PostScript Fonts

True Type
An outline font technology developed jointly by Microsoft and Apple. Because TrueType support is built into all Windows and Macintosh operating systems, anyone using these operating systems can create documents using TrueType fonts.
Since being introduced in 1991, TrueType has quickly become the dominant font technology for everyday use, and is even displacing PostScript in many publishing environments.
PostScript Fonts
PostScript is an object-oriented language, meaning that it treats images, including fonts, as collections of geometrical objects rather than as bit maps. PostScript fonts are called outline fonts because the outline of each character is defined. They are also called scalable fonts because their size can be changed with PostScript commands. Given a single typeface definition, a PostScript printer can produce a multitude of fonts. In contrast, many non-PostScript printers represent fonts with bit maps. To print a bit-mapped typeface with different sizes, these printers require a complete set of bit maps for each size.

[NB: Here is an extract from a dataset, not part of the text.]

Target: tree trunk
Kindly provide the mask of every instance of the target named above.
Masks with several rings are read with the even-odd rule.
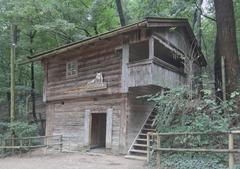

The principal advantage of object-oriented (vector) graphics over bit-mapped graphics is that object-oriented images take advantage of high-resolution output devices whereas bit-mapped images do not. A PostScript drawing looks much better when printed on a 600-dpi printer than on a 300-dpi printer. A bit-mapped image looks the same on both printers.
Every PostScript printer contains a built-in interpreter that executes PostScript instructions. If your laser printer does not come with PostScript support, you may be able to purchase a DIMM that contains PostScript.